For purposes of this column, and putting aside readers’ personal politics and the enormity of the fiscal issues the country faces, let’s take a look at the stakes for the financial services sector.
- Republicans should hold the House of Representatives
- Obama-Romney is pretty close to a toss-up at this time
- Whichever party takes the Senate will have the narrowest of margins and needs to work with the other side if they need 60 votes to break a filibuster. And remember, the vice president can break a tie vote in the Senate.
- An additional consideration is the likelihood that Mary Schapiro will step down as chairwoman of the Securities and Exchange Commission (SEC), with the next president naming her replacement.
DOL Fiduciary Rule; Dodd-Frank
Moving onto some specific issues, there is at least one that is fairly clear-cut. The Department of Labor (DOL) has been working on regulations that would expand the application of ERISA’s fiduciary standards for retirement savings. The DOL has been reworking a rule proposal after an initial comment period generated a lot of controversy over how the rule would be applied to Individual Retirement Accounts (IRAs), among other issues. The outcome of congressional elections should have little impact on this issue, as members of both parties have taken issue with the DOL’s proposal. Expect the presidential race to be determinative here: if Obama wins, a rule goes forward, and if Romney wins, it will be shelved.
A little more opaque is what happens with Dodd-Frank: the financial services reform law the Democrats passed in 2010. Many of the law’s provisions have yet to be put in place and others are being challenged in court.
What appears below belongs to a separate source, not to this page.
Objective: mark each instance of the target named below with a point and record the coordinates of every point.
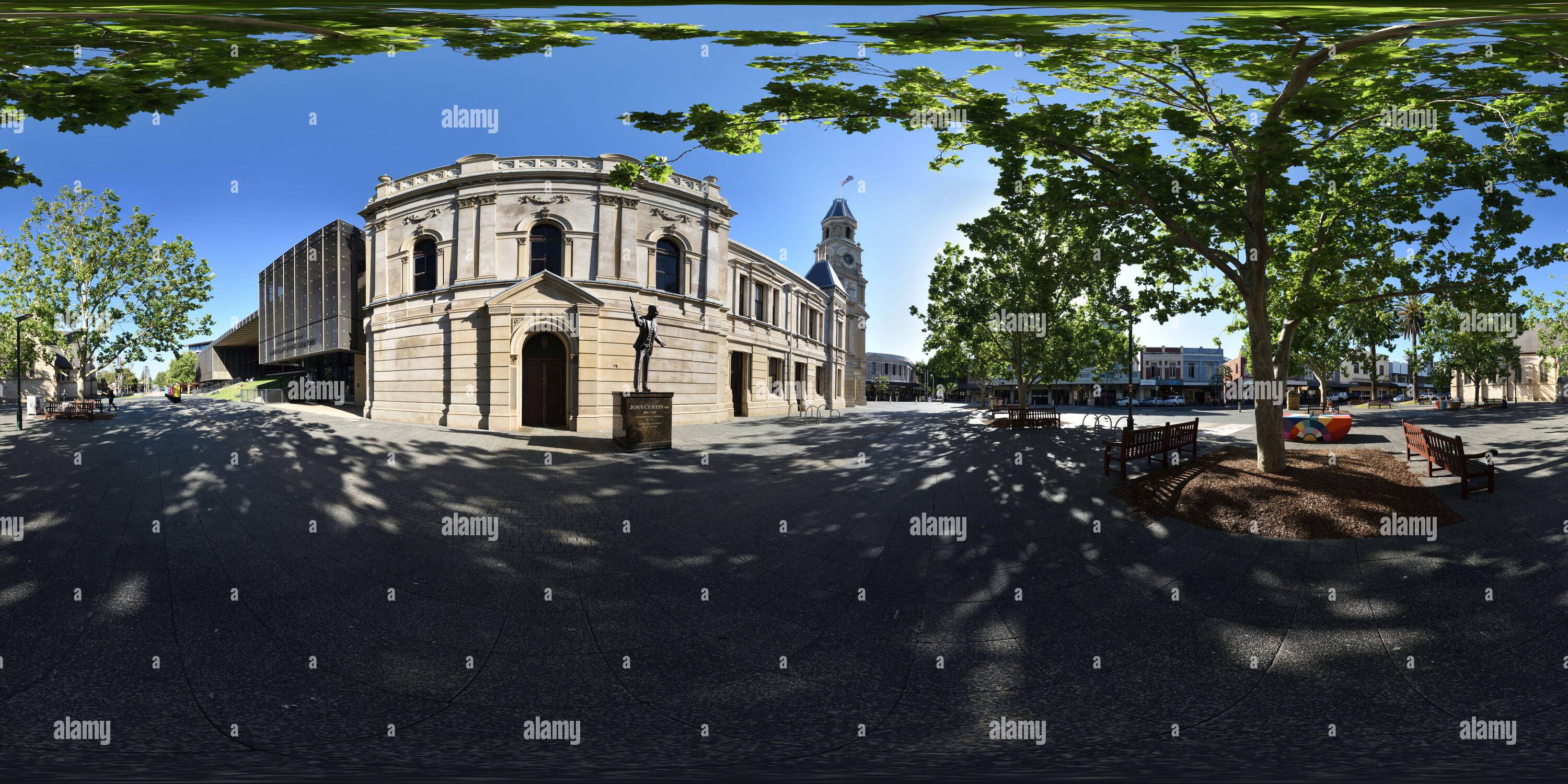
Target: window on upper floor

Expect some changes, with the election outcome determining the number, type and degree of changes (think “too big to fail,” derivatives and the newly minted Consumer Financial Protection Bureau).
Even a Republican sweep will probably not produce an outright repeal of Dodd-Frank. A Romney presidency will encourage Republicans to take a broader swipe at Dodd-Frank, without having to worry about a veto. But if the Democrats retain a Senate majority, or merely maintain a strong minority position, they will be able to block reforms they oppose, even if Romney wins. Look for Republicans to key in on Democratic senators that may look vulnerable in 2014. If Obama wins, expect a more targeted and different approach to Dodd-Frank reforms. Republicans can use the budget as a means to affect how Dodd-Frank is implemented.